The daylong kick-off provided students with guided tours of the stadium by going to various reading stations where county officials supporting the program read to them in places such as the team locker room, cheerleader practice studio, press box and field.
Templeton Elementary student Isaac Clark, 8, of Riverdale, said he most enjoyed “when we got to go down to the field. And it was cool to actually see the players.”
Redskins wide receiver Joshua Morgan and cornerback Josh Wilson read books to groups of students and spoke to them about the importance of reading and staying healthy and active as did officials including County Executive Rushern L. Baker, III (D), County State’s Attorney Angela Alsobrooks, County Fire Chief Marc Bashoor, County Schools Interim Superintendent Alvin Crawley and County Deputy Police Chief Hector Velez.
Isaac also said reading is important and was glad to see community leaders and Redskins showing them that reading is fun.
“[Reading] helps you know new bigger words so when you get older you can be smarter,” Isaac said.
The participating schools included Templeton Elementary in Riverdale, Overlook Elementary in Temple Hills, Langley Park-McCormick Elementary in Hyattsville, Forest Heights Elementary in Forest Heights, Columbia Park Elementary in Landover and William Beanes Elementary in Suitland.
Thirty students from each school were chosen to attend the kick-off event based on their behavior, attendance and grades.
Templeton Elementary Principal Ebony Harrington said she was happy to see her students participating in such a program and said she could tell they were excited to be at FedEx Field.

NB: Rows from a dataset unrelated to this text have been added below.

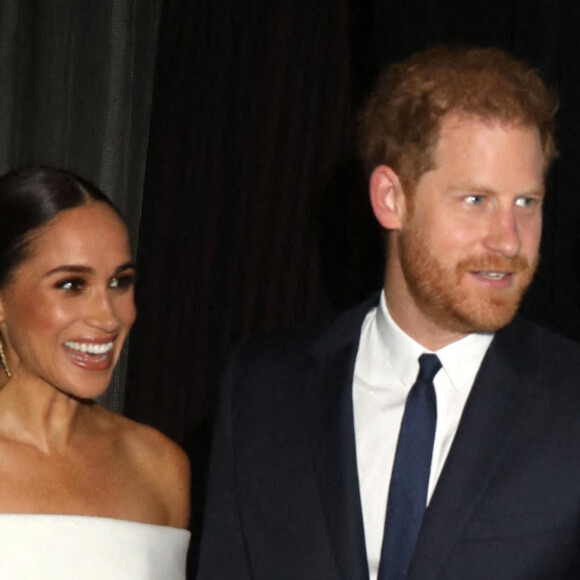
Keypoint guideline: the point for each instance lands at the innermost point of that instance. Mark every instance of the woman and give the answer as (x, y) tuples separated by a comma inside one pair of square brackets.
[(84, 492)]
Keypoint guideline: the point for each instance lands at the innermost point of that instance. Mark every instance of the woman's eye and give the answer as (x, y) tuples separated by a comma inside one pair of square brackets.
[(474, 199), (123, 282), (73, 285)]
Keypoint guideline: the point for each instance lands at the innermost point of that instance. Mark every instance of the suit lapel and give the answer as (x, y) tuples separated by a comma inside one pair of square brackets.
[(333, 445), (497, 397)]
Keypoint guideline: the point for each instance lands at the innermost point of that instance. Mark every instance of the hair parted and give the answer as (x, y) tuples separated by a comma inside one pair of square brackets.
[(29, 199), (400, 124)]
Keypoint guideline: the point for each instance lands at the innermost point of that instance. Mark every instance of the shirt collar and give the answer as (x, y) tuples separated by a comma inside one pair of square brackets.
[(460, 359)]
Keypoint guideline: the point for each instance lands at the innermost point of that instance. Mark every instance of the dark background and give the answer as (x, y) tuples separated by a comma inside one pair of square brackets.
[(255, 215)]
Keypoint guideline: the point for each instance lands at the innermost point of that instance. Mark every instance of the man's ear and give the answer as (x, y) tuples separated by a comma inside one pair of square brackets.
[(387, 197)]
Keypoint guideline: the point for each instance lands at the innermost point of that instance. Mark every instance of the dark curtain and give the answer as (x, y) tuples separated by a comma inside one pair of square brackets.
[(255, 215)]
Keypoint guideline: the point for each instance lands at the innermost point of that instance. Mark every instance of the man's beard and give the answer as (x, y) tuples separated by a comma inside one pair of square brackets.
[(448, 299)]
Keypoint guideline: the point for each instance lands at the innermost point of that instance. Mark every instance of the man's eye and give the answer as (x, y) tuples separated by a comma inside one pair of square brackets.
[(73, 285), (474, 199), (122, 282)]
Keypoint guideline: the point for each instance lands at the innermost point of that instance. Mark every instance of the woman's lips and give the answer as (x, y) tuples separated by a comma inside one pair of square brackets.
[(90, 355)]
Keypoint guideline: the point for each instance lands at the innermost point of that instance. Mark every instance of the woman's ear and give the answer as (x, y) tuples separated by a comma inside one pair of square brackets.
[(387, 197)]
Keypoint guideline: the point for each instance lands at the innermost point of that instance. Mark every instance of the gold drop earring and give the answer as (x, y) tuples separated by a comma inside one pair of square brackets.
[(4, 362)]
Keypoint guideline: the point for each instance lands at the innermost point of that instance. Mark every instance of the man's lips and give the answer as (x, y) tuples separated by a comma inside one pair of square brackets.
[(494, 280)]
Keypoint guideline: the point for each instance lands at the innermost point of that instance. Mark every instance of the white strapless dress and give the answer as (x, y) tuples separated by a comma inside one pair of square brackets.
[(63, 547)]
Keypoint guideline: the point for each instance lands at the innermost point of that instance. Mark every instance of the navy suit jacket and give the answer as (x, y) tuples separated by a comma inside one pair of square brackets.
[(283, 498)]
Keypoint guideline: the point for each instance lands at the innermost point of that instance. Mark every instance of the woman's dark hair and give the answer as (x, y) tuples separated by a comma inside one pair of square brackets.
[(29, 199)]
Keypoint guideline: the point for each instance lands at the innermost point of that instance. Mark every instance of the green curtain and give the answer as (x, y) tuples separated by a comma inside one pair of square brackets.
[(77, 79)]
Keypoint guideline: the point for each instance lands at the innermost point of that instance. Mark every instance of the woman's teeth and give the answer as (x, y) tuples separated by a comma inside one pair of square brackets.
[(91, 348)]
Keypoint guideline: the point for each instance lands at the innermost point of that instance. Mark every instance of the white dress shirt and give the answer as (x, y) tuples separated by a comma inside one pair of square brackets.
[(385, 370)]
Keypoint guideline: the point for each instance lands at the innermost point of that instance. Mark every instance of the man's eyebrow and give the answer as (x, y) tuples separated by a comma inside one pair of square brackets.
[(469, 187)]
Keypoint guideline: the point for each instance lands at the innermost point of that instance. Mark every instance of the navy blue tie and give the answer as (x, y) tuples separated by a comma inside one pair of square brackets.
[(410, 477)]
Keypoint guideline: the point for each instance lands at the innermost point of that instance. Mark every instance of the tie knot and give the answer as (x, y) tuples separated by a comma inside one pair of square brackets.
[(429, 365)]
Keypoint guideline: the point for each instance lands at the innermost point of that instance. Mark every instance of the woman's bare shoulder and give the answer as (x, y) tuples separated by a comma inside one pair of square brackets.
[(159, 460)]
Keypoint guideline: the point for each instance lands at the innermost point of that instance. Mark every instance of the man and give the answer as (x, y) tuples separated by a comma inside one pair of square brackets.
[(325, 466)]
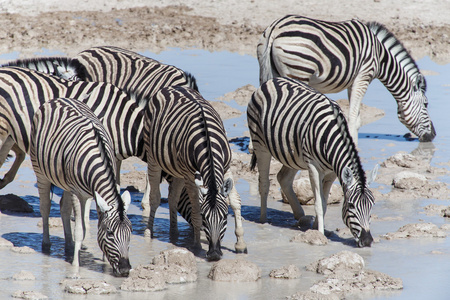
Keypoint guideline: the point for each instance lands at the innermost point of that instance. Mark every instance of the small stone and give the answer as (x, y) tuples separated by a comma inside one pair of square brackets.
[(312, 237), (24, 275), (234, 270), (286, 272)]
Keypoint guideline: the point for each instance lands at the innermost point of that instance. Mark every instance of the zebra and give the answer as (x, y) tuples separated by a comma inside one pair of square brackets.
[(136, 74), (334, 56), (185, 137), (71, 149), (304, 130)]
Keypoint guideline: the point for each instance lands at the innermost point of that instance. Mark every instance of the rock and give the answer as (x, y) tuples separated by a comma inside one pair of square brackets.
[(176, 265), (179, 265), (409, 181), (4, 243), (403, 160), (24, 275), (13, 203), (23, 250), (148, 278), (416, 231), (87, 286), (362, 281), (312, 237), (234, 270), (29, 295), (286, 272), (54, 222), (344, 261), (302, 188)]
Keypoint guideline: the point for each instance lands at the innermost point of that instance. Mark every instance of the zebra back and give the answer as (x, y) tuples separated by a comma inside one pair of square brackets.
[(22, 91), (71, 149), (131, 71), (63, 67)]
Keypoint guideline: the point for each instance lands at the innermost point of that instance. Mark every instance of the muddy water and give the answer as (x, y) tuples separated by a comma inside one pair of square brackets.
[(424, 274)]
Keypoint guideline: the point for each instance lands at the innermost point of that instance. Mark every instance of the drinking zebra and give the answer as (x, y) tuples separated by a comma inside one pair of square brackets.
[(334, 56), (305, 130), (185, 137), (71, 149)]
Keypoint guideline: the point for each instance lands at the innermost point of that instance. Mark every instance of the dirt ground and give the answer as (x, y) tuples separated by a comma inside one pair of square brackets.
[(234, 25)]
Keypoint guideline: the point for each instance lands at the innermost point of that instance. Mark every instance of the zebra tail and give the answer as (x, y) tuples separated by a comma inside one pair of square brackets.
[(253, 162), (264, 55)]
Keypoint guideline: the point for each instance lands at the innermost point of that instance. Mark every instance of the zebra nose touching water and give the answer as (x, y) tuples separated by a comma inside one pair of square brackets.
[(71, 149), (334, 56), (185, 138), (303, 129)]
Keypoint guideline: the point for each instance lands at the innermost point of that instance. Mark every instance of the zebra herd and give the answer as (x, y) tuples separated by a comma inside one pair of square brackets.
[(79, 117)]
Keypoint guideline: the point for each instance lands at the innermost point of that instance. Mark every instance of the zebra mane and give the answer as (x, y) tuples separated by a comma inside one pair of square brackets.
[(394, 46), (355, 160), (210, 154), (50, 66)]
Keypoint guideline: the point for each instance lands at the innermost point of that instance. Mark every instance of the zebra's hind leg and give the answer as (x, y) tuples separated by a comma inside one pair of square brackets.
[(20, 157), (235, 203), (154, 177), (175, 188), (263, 161), (44, 205), (286, 177)]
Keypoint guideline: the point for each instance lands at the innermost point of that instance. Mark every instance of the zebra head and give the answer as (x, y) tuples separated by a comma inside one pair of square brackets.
[(357, 206), (413, 112), (214, 210), (114, 232)]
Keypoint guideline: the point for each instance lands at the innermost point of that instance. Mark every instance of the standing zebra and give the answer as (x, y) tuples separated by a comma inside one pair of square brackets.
[(303, 129), (185, 137), (23, 91), (71, 149), (332, 57)]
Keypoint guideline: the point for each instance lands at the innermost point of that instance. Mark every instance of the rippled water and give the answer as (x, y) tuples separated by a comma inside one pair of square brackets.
[(424, 275)]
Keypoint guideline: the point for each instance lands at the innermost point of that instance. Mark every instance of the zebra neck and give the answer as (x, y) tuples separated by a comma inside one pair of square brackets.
[(397, 68)]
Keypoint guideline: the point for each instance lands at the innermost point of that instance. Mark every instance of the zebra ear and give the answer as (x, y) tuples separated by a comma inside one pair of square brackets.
[(227, 186), (126, 198), (199, 183), (347, 176), (372, 175), (101, 203)]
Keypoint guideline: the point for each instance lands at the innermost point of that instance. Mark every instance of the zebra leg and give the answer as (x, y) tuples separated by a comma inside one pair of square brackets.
[(78, 205), (175, 188), (65, 205), (154, 177), (20, 157), (235, 203), (263, 161), (196, 216), (286, 177), (44, 187), (355, 95), (316, 178)]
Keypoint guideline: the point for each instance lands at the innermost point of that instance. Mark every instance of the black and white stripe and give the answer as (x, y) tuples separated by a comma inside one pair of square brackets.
[(303, 129), (333, 56), (185, 138), (71, 149)]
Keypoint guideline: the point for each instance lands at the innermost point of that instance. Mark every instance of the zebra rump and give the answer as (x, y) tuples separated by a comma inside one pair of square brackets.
[(304, 130), (334, 56), (71, 149)]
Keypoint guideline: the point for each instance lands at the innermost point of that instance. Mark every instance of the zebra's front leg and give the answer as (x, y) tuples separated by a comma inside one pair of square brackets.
[(20, 157), (44, 187), (154, 178), (286, 178), (263, 161), (235, 203), (175, 188), (196, 216)]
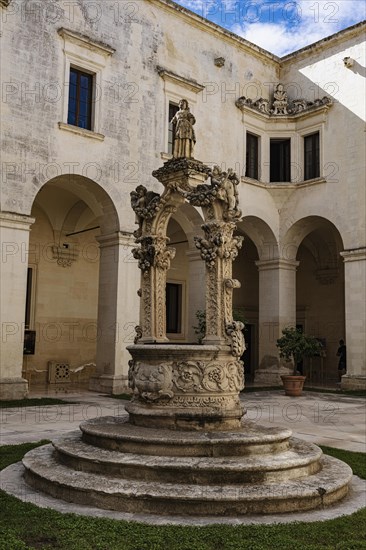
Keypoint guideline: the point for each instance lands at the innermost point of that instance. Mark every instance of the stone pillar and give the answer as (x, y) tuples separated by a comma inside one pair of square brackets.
[(355, 309), (14, 236), (196, 290), (118, 306), (277, 309)]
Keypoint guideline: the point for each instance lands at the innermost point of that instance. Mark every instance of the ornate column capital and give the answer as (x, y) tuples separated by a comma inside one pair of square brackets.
[(119, 238)]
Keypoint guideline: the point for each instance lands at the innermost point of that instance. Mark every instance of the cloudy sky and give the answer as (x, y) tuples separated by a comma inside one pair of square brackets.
[(280, 26)]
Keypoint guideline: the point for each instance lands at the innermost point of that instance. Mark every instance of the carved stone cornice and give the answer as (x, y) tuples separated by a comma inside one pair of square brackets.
[(86, 42), (181, 81), (294, 108), (280, 263), (184, 165)]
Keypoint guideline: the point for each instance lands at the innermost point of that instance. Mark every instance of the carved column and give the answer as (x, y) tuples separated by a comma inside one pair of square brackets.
[(117, 312), (277, 309), (218, 248), (196, 295), (14, 232), (355, 300), (154, 261)]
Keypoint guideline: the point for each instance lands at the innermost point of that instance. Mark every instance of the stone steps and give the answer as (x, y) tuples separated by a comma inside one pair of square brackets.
[(302, 459), (44, 472), (117, 434)]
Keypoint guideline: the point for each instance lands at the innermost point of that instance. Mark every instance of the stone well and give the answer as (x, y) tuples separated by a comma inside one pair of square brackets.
[(185, 448)]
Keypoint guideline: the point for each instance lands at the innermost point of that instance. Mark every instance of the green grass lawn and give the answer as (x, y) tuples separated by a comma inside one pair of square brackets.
[(23, 526)]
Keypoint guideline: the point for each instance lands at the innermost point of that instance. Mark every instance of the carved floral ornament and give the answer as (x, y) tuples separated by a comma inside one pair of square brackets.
[(160, 383), (281, 105)]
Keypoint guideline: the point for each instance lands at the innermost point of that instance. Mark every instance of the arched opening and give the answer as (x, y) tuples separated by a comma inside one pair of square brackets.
[(61, 318), (250, 300), (246, 302), (320, 304), (185, 283)]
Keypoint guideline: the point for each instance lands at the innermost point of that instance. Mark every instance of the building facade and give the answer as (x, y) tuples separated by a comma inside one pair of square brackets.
[(88, 90)]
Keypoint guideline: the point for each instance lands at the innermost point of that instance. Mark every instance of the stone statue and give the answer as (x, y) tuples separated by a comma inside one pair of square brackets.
[(184, 136), (280, 101)]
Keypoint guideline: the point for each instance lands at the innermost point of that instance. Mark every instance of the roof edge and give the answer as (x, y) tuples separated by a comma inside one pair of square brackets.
[(344, 33), (170, 4)]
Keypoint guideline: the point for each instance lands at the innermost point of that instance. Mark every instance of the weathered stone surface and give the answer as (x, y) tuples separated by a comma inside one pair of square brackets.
[(300, 460), (190, 387), (105, 491), (117, 433)]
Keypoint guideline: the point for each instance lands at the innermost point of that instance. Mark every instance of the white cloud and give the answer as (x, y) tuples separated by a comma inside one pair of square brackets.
[(314, 21), (296, 23)]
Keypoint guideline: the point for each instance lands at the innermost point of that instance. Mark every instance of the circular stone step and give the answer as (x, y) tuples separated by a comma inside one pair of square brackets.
[(43, 472), (117, 434), (302, 459)]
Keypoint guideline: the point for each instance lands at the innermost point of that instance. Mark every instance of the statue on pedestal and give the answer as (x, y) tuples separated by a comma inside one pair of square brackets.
[(184, 136)]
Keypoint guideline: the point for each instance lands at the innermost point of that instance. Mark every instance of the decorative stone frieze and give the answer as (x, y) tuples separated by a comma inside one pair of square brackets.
[(187, 380)]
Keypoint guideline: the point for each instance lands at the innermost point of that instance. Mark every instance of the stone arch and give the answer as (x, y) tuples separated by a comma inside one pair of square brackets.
[(90, 193), (315, 243), (303, 227), (262, 236), (77, 284)]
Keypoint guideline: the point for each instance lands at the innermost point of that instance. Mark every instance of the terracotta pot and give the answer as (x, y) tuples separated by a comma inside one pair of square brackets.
[(293, 384)]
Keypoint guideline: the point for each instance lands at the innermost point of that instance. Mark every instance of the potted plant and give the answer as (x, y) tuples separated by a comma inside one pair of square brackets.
[(294, 345)]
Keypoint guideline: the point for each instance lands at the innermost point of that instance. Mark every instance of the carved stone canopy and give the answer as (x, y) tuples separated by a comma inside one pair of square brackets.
[(281, 105), (187, 386)]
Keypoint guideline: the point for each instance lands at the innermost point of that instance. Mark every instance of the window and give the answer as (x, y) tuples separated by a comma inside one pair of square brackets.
[(280, 160), (173, 308), (173, 108), (311, 156), (251, 170), (80, 99)]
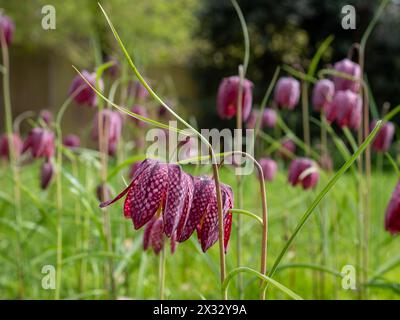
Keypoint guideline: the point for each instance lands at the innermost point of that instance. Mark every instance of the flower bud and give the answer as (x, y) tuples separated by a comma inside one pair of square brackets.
[(269, 168), (287, 92), (350, 68), (227, 98)]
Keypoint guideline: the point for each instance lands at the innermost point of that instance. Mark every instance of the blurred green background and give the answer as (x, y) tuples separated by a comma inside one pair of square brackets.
[(191, 44)]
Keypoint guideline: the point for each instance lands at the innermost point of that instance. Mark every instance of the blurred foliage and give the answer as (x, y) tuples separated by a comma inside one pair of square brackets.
[(162, 30), (289, 32)]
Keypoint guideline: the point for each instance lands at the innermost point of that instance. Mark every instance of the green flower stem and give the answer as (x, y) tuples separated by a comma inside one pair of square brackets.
[(13, 162)]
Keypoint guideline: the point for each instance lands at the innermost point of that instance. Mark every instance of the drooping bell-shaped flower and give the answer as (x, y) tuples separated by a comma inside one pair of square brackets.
[(111, 126), (269, 168), (46, 174), (384, 137), (287, 92), (392, 217), (203, 214), (141, 111), (269, 118), (323, 93), (351, 69), (303, 171), (5, 147), (41, 143), (46, 116), (72, 141), (157, 186), (287, 149), (7, 28), (83, 93), (345, 109), (227, 98)]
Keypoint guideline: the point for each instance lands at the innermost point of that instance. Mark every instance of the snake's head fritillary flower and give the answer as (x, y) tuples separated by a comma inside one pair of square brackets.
[(287, 92), (203, 214), (46, 174), (287, 149), (83, 93), (111, 128), (384, 137), (103, 192), (5, 147), (46, 116), (7, 28), (269, 168), (351, 69), (323, 94), (345, 109), (141, 111), (227, 98), (41, 143), (158, 187), (303, 171), (269, 118), (392, 217), (72, 141)]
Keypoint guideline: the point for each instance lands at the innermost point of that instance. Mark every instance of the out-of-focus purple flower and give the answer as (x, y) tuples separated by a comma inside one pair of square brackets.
[(269, 118), (41, 143), (46, 173), (392, 217), (345, 109), (303, 171), (46, 116), (323, 94), (287, 149), (227, 98), (112, 128), (269, 168), (287, 92), (103, 192), (72, 141), (7, 28), (141, 111), (384, 137), (350, 68), (114, 70), (83, 93), (5, 148)]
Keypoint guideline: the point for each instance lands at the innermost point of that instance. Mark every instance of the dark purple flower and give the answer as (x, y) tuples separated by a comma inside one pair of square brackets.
[(72, 141), (323, 94), (141, 111), (46, 116), (303, 171), (111, 128), (287, 149), (269, 168), (392, 217), (227, 98), (83, 93), (350, 68), (41, 143), (269, 118), (345, 109), (287, 92), (4, 146), (7, 28), (384, 137), (103, 192), (46, 173)]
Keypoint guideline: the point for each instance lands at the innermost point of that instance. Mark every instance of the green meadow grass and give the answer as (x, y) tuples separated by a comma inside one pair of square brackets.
[(328, 240)]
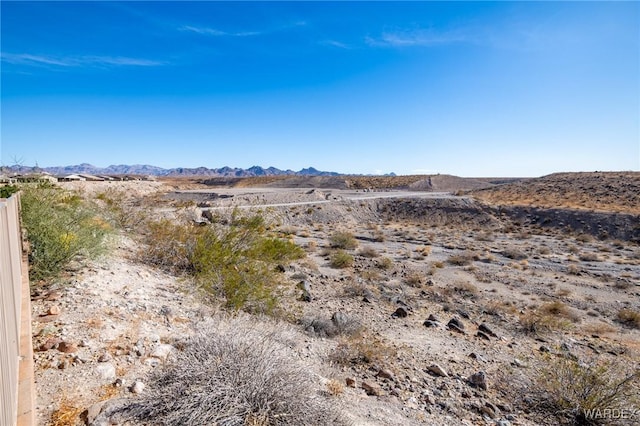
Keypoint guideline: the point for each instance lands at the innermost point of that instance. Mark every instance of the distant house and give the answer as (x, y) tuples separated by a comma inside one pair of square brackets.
[(36, 177)]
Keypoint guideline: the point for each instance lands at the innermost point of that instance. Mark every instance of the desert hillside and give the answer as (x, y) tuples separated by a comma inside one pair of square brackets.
[(397, 307), (599, 191)]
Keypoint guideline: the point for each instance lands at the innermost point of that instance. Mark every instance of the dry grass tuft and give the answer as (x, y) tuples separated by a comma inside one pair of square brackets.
[(67, 413), (239, 373)]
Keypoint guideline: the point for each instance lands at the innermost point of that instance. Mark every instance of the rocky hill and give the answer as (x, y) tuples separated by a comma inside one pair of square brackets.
[(596, 191), (144, 169)]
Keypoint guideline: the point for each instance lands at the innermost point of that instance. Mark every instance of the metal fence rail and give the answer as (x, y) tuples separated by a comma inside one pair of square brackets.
[(16, 351)]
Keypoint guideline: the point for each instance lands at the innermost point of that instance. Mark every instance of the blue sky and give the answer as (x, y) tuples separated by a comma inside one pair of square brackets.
[(467, 88)]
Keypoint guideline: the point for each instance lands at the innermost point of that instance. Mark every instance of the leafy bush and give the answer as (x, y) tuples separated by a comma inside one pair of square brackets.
[(7, 190), (343, 240), (60, 227), (340, 259), (236, 258), (240, 373), (629, 317)]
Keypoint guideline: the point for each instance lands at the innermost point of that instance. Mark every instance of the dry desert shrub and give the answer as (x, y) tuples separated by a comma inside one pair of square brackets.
[(361, 348), (67, 413), (514, 253), (340, 324), (629, 317), (340, 259), (549, 317), (463, 259), (236, 373), (384, 263), (343, 240), (563, 390)]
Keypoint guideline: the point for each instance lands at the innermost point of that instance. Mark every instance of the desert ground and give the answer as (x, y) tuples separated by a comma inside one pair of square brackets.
[(453, 299)]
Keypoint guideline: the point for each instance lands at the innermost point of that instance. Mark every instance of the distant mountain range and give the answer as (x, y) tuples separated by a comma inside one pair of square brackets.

“It’s a message kids are really going to enjoy,” Harrington said. “They are seeing the people that they adore also have a love for reading.”
Morgan, who read “The Busy Body Book” to groups of students and led a huddle where students put their hands in a circle and shouted “Straight As,” grew up in Washington, D.C., and said he was honored to be with the students and teach them that reading will help them progress in school.
“It’s definitely a humbling experience for me to be out here,” he said. “I’m more proud of the teachers because they’re doing a great job with these students. They’re well-mannered and they’re intelligent.”
Bashoor, who read the “Red-Eyed Tree Frog” to groups of students alongside Velez, said this was a chance for police and fire/EMS officials to reach out to area youth and show them that they are there to help the community in more ways than one.
“This is a really neat idea. It’s an opportunity for us to get out in a non-threatening environment, in a non-emergency environment and share some of what these kids need, which are some adult role models,” Bashoor said. “It’s an opportunity to show county officials as real people and not just somebody responding up and down the road.”